Re: FFT routines and threading

skan95 · ‎04-25-2008

Hello,

I am a newbie to MKL and am trying out the 10.0.011 FFT routines with gcc as my compiler. My PC is a Intel Core 2 PC, and indeed MKL detects that max threads can be 2. My test code is not threaded.

I've run FFTs ranging from 8192 points to 262144 points. When the batch size is 1, and I use mkl_set_num_threads to change the possible thread number, I do not see any performance change. I've tried 1,2 and 4 thread settings.

If I change the batch size to 2,4,8 and 16, I see better performance for the setting of 2 threads. I am not surprised by this as there are only 2 cores on my PC. However, if I monitor the CPU performance using gnome-system-monitor, I only see one core at a time being used at or close to 100%. The other CPU core very occassionally has high usage.

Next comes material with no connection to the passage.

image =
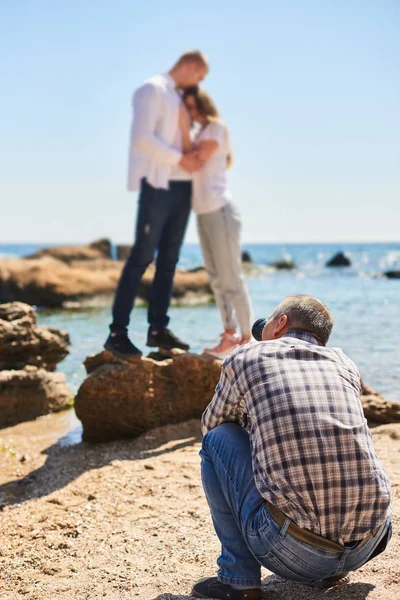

First, can someone tell me whether a batch size of 1 should also experience some mkl threading? From the manual I assumed that the only time that a 1D FFT of batch size 1 would not thread is if its size is not a power of 2.

Second, can you tell me why one of my CPU cores is barely being utilized? Do I need to link to the omp libs to get both cores going with mkl? I do not set any thread related env vars as I call mkl_set_num_threads directly from my code.

Thank you,
skb

Dmitry_B_Intel · ‎04-25-2008

Hello,

One-dimensionalFFT with DFTI_NUMBER_OF_TRANSFORMS set to1will run on the two cores of your system unless it is non-2-power or single-precision or in-place transform or stride is non unit. Of course, you should have linked the application to openmp library (-lguide). Greater performance benefit fromrunning on two cores will show up with 2D and higher-dimensional problems.

Thanks
Dima

bonniegb · ‎06-19-2008

I too am a new user to the MKL libraries. I have an Linux box with 4 dual core processors that claims the Max Num Threads = 16. When my application runs the FFT, it only uses 1 CPU at 100%, leaving the other 15 CPUs idle (monitored via the "top" tool). The software does meet 2 of your criteria to keep in on 1 CPU, namely it is single precision and an in-place FFT. How can I get it to spread across the other CPUs? Should I switch it to not be an in-place FFT? Switching to a double precision FFT would seem to slow it down and take double the memory, but if this would spread the FFT across CPUs would it be faster overall? Or, would adding threading elsewhere in the application be more useful, like adding double buffering to the FFT, the manipulation of the data after the FFT, and the final reverse FFT?

Thanks,
Bonnie

amath · ‎06-20-2008

Hi,

I am using MKL (version 8.1) on Macosx and trying a simple FFT example using multi-threading. My mac has 2 quad-core processors. I had couple of questions:

(1)To use multi-threading for the FFT routine (DFTComputeForward) only, do I need to compile with -openmp ?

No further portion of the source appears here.